The Story Behind Every Song on Eagles’ 'Hotel California’

Beztroska Eagles przeczy ich mrokowi; ich dostępność przysłania ich głębię. I nie ma wyraźniejszego przykładu niż szósty album zespołu, Hotel California, zwodniczo wielowarstwowe arcydzieło, które łączy kinowy rock, elegancką balladę i subtelny surrealizm w jednym multi-platynowym pakiecie.

Tak, album zrodził trzy polerowane single — „Hotel California”, „Life in the Fast Lane” i „New Kid in Town” — które zajmowały nieruchomości radiowe przez ostatnie cztery dekady. Ale te dziewięć utworów uchwyciło wielkość, zarówno dźwiękowo jak i lirycznie, której ich wczesne wyprawy do country-rocka nigdy nie zapowiadały.

„Nauczyłem się przez lata, że jedno słowo, 'California,’ niesie ze sobą wszelkiego rodzaju konotacje, potężne wyobrażenia, mistykę, itp, które rozpalają wyobraźnię ludzi we wszystkich zakątkach globu” – powiedział Rolling Stone’owi w 2016 roku wokalista i perkusista Don Henley. „Istnieje wbudowana mitologia, która wiąże się z tym słowem, amerykańska mitologia kulturowa, która została stworzona zarówno przez przemysł filmowy, jak i muzyczny.”
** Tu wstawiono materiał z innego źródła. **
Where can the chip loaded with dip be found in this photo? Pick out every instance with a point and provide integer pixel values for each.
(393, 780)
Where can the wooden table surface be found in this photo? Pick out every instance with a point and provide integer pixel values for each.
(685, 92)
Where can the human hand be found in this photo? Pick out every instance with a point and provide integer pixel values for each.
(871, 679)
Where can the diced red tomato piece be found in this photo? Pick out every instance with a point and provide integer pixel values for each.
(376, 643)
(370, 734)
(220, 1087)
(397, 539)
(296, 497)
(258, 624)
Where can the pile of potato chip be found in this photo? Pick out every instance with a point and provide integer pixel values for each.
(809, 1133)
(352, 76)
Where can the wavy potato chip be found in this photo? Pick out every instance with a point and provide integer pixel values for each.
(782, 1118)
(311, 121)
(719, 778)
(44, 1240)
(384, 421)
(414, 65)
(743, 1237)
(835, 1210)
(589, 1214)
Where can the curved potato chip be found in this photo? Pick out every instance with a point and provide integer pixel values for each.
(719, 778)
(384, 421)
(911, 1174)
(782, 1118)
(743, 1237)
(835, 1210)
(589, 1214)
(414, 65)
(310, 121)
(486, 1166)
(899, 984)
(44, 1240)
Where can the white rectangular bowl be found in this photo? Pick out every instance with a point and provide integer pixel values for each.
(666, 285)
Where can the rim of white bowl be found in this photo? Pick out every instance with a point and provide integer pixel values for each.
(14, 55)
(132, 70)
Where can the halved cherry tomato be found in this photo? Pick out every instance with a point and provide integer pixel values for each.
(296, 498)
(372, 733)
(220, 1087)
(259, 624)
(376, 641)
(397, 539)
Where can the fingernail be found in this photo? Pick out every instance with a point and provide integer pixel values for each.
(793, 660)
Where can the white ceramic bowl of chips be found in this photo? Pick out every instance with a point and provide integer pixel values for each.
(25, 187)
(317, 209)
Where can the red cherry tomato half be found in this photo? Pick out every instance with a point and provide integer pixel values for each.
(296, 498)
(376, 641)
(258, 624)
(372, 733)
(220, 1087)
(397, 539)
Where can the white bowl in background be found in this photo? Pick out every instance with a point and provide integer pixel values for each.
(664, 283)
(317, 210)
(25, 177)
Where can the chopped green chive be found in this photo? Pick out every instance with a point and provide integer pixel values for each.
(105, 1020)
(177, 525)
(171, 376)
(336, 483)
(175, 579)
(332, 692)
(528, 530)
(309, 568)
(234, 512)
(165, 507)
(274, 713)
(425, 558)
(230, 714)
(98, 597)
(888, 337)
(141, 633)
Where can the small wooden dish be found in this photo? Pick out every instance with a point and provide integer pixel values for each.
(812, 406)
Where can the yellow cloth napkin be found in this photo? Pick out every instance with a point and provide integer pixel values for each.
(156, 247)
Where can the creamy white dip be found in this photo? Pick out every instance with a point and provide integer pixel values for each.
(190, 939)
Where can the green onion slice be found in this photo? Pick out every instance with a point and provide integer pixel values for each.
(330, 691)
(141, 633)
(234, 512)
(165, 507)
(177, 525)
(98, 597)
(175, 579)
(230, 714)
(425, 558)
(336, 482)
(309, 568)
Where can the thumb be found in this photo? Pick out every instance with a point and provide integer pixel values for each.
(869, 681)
Hotel California stał się istotną częścią tej mitologii od czasu wydania w 1976 roku. Fascynujące jest spojrzenie wstecz na to, jak to kulturowe uderzenie pioruna zrodziło się z doskonałej burzy personalnej (zamiana gitarzysty country Berniego Leadona na blues-rockowego Joe Walsha), technologicznej (luksusowa produkcja z połowy lat 70-tych, zrealizowana częściowo w słynnym Record Plant Studios w Los Angeles) i czasowej (podążanie za stałym strumieniem wczesnych hitów, aż do kompilacji największych hitów z 1975 roku, wciąż jednego z najlepiej sprzedających się albumów w historii).

Powracając do współpracy z producentem Billem Szymczykiem, który był odpowiedzialny za dwa poprzednie albumy, zespół dzielił czas pomiędzy Record Plant i Miami’s Criteria Studios – zachowując po drodze swój zwykły poziom dekadencji. („Zanim w ogóle mogliśmy zacząć nagrywać, musieliśmy wyskrobać całą kokainę z miksera”, wspomina Geezer Butler z Black Sabbath, który w Criteria wyczarowywał znacznie cięższą atmosferę. „Myślę, że zostawili około pół kilograma kokainy w mikserze”)

Mimo rozproszenia uwagi, kwintet (Henley, Walsh, gitarzyści Glenn Frey i Don Felder oraz basista Randy Meisner) osiągnął szczyt, zarówno pod względem komercyjnym, jak i twórczym: Utwory takie jak epicki utwór tytułowy ujawniły bardziej artystyczną stronę ich wspólnego pisania piosenek, a sprzedaż nadal rosła (w końcu wyrzeźbił kolejne miejsce na Top 5 wszech czasów).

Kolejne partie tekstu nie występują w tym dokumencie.